Outre sa surexcitation et l’impétuosité de sa passion, il y avait quelque chose d’indéfinissable dans ses manières qui remplit le baronnet d’une vague frayeur. Elle restait à ses pieds sur le parquet, tapie plutôt qu’agenouillée, ses vêtements blancs et légers collés sur elle, sa blonde chevelure ruisselant sur ses épaules, ses grands yeux bleus brillant dans l’ombre, et ses mains crispées sur le ruban noir qui serrait son cou, comme s’il eût dû l’étrangler.

« Ne m’en demandez pas trop, continua-t-elle de répéter, j’ai été intéressée dès mon enfance.

— Lucy, Lucy, expliquez-vous. Avez-vous de l’éloignement pour moi ? »

— De l’éloignement pour vous !… non !… non !…

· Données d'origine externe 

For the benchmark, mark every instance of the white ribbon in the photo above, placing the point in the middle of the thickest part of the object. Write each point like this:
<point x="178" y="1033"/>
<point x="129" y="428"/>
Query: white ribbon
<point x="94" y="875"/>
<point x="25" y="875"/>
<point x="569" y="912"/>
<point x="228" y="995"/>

— Mais alors, il y a quelqu’un que vous aimez ? »

Elle partit d’un éclat de rire à cette question.

« Je n’aime personne dans le monde, » répondit-elle.

Quoique enchanté de cette réponse, le rire étrange de Lucy et ces quelques mots vibrèrent dans le cœur de sir Michaël. Il garda quelques instants le silence, puis il dit avec un certain effort :

« Bien, Lucy, je ne veux pas trop vous demander.